Kalo prihal mencintai, aku maju paling depan.
tapi
Kalo urusan menuruti semua kemauan kamu, aku maju sampai sejajar sama kamu.***
"Nah ini untuk kalian berdua," kata Herry menyodorkan dua kartu persegi panjang di atas meja makan.
Akhirnya Rike berhasil mewujudkan cita-citanya double date bersama anaknya di salah satu Restaurant Korea di Jakarta. Mereka sudah selesai menikmati hidangannya. Tepat di lantai atas, pemandangan jalanan berhasil membuatnya betah berlama-lama di sini. Selain itu, mereka berdua ingin memberikan kado spesial untuk menantu dan anaknya itu.

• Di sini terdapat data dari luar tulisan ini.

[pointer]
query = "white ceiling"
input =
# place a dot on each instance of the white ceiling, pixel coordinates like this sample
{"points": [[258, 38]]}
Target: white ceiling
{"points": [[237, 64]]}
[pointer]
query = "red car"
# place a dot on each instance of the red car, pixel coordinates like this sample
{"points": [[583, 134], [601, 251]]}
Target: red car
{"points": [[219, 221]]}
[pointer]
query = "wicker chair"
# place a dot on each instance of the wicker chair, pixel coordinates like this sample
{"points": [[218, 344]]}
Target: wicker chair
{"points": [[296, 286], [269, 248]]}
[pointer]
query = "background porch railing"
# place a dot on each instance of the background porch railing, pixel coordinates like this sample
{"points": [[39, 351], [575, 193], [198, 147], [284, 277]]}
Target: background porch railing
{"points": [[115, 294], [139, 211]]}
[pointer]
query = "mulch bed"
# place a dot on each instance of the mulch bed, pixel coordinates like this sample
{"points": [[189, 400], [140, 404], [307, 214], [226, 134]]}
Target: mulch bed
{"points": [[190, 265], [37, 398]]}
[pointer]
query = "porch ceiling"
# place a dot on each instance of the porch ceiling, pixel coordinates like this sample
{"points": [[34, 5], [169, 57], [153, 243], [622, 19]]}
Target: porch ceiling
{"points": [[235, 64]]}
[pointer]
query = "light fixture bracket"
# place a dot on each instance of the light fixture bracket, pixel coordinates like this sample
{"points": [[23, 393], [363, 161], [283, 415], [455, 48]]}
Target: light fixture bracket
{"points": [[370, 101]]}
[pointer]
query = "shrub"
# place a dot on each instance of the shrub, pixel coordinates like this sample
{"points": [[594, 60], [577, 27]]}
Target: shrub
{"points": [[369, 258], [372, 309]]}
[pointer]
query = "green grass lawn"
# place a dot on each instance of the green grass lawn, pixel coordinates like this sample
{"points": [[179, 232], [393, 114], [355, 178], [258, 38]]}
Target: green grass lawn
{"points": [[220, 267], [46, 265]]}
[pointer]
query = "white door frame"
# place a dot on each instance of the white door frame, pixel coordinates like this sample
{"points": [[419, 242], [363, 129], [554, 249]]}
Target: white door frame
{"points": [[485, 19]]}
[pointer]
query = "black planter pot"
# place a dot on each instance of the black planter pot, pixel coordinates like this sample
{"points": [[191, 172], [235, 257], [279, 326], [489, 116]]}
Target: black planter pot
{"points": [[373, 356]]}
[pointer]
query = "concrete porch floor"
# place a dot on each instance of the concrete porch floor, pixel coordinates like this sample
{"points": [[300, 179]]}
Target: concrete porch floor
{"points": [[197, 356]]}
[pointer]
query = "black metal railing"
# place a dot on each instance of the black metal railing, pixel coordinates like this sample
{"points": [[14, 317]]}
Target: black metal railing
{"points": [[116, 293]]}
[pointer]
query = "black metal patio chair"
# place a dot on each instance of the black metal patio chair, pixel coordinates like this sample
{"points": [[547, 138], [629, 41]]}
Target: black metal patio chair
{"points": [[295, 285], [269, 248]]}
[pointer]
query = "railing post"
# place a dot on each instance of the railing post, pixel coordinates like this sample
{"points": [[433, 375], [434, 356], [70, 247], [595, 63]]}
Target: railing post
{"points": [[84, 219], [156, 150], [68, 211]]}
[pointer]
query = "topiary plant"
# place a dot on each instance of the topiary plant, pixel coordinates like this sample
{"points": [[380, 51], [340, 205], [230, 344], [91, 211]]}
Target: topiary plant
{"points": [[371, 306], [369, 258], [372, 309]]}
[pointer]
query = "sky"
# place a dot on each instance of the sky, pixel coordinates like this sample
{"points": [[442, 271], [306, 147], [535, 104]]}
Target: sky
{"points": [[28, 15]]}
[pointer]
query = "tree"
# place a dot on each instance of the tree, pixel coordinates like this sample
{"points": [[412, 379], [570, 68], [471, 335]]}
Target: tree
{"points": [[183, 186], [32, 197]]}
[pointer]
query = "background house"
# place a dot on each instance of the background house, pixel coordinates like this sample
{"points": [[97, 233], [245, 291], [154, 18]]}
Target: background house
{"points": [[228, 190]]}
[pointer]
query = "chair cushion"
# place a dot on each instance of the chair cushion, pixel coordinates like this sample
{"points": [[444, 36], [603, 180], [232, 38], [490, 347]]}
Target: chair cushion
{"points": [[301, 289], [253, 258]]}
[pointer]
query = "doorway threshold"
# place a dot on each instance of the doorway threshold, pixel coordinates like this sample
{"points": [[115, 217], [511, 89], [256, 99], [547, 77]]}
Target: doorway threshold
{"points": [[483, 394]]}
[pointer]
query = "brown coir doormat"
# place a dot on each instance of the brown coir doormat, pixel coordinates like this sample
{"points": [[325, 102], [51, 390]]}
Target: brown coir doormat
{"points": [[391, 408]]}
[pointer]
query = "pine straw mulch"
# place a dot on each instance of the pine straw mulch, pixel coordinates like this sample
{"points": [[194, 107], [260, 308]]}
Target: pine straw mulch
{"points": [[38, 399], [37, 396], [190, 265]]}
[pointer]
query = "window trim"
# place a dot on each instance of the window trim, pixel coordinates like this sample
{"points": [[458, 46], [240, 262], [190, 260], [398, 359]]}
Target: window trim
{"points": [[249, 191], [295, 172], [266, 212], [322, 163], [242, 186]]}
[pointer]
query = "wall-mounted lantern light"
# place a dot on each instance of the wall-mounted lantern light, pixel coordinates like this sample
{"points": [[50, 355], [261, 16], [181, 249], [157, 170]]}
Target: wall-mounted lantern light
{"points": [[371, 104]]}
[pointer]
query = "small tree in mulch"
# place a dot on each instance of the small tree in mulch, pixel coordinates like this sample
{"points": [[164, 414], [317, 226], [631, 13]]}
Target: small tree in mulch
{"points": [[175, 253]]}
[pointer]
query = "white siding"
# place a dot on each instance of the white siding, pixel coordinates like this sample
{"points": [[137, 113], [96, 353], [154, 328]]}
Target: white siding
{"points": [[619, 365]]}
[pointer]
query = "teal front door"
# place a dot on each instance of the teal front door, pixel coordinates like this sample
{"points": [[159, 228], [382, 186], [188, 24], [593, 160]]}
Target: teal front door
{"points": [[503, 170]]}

"Tiket pesawat?" Tanya (Namakamu). "Untuk apa?"
Hery terkekeh. "Untuk kalian berdua liburan. Anggap aja ini kado dari Ayah sama Bunda."
Iqbaal menatapnya tanpa berkedip. Bagaimana mungkin?
"Liburan?" Tanyanya masih bingung.
"Iya. Entah kalian mau honeymoon, liburan, foto-foto, belanja, terserah. Ini Ayah serahkan buat kalian."
"Gimana kamu seneng?" Tanya Rike penuh harap.
(Namakamu) mengangguk lemah.
"Jangan di pikirin. Kalau belum siap kita perginya di undur aja pas kamu udah siap," seru Iqbaal. "Percuma kan berangkat kalo gak nikmatinya."
Rike terkekeh dan menggeleng. "Ya sudah. Kamu simpan ya? Kapanpun kamu siap. Bunda bantuin packing packing."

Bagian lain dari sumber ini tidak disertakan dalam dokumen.